Hokandara is a suburb of Colombo. It is located approximately  from the city centre of Colombo, adjacent to Thalawathugoda to the west, Pelawatte on the north-west, Malabe on the north, Aturugiriya on the east and Pannipitiya on the south. 

It sits astride the Hokandara-Kottawa Road and the Malabe-Aturugiriya (Borella) Road.

Originally a working-class and farming area, since the 1990s Hokandara has become an increasingly upper-middle and  middle-class residential area. 

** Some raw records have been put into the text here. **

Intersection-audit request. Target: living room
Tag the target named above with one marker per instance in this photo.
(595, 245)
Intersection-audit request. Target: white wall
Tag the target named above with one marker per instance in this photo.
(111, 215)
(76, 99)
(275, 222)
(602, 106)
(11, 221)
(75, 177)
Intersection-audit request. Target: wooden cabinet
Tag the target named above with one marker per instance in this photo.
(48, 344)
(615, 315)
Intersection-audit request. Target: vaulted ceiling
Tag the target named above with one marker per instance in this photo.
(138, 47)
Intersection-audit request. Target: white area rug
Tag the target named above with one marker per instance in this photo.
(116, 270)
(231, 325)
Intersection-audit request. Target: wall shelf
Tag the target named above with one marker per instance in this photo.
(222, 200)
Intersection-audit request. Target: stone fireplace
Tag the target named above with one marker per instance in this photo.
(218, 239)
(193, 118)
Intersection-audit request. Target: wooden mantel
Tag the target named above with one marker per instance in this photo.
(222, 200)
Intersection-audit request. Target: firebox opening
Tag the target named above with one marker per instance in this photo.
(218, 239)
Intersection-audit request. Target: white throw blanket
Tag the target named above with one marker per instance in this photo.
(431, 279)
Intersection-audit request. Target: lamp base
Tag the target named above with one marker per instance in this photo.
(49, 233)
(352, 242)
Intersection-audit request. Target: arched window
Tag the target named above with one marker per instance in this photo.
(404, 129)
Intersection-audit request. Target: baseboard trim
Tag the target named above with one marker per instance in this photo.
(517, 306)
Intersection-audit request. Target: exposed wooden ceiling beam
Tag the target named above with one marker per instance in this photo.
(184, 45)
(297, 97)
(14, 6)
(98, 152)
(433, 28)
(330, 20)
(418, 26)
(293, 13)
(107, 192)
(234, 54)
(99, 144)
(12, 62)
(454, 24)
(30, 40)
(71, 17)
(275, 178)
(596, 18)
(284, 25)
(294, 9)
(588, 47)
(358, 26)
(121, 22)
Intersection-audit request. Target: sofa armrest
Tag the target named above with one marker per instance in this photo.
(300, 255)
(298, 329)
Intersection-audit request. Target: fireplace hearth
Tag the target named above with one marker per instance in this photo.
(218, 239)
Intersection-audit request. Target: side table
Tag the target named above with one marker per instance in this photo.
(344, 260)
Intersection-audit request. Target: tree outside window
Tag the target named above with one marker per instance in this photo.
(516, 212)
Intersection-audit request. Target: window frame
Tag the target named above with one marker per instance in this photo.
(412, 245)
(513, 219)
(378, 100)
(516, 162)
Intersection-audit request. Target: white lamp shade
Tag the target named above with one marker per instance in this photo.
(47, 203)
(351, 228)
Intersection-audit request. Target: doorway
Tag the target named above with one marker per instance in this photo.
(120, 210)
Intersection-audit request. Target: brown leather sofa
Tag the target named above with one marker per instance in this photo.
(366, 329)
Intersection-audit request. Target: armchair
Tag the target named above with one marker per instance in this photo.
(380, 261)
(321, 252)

Sub areas such as Arangala, Everihena, Wellangiriya and Horahena belongs to Hokandara.

History
The Rajavaliya mentions that King Rajasinghe I levied troops from Hokandara, prior to the Battle of Mulleriyawa in 1561.
An Area which highly agriculture is done .

Local facilities 
 Supermarkets - Keells Super - Arangala , Dickland lands; Cargills Food City & LAUGFS supermarket - Hokandara Junction; Cargills Food City Express - Arangala and Samagi Mawatha, Co-op Food City - Hokandara South; 
 Banks - (People's Bank)
 ATM's - Commercial Bank, Sampath Bank
 Petrol sheds - Arangala (Ceypetco) & Hokandara - Wanaguru Mawatha (Lanka IOC)
 Schools - (Vidura College - Colombo - Thalawathugoda Campus, Hokandara Vidyaraja Maha Vidyalaya), Hokandara Vidayaloka Vidyalaya.
 Road Connectivity - Athurugiriya Highway Entrance (OCH - Outer Colombo Highway)
 Bus Routes - 689 (Hokandara - Nugegoda), 993 (Malabe- Maharagama), 336 ( Malabe - Kottawa), 170 (Athurugiriya - Fort), 190 (Godagama/Meegoda - Fort), 17/255 (Panadura - Kandy), 336/1 (Kottawa - Malabe-via Horahena), 994 (Maharagama - Hokandara)
 Thalangama lake which has a beautiful environment which makes the home to various species of animals .

Postal structure
The area is served by the Hokandara Post Office. It is divided into four postal subdivisions - north, east, south and west.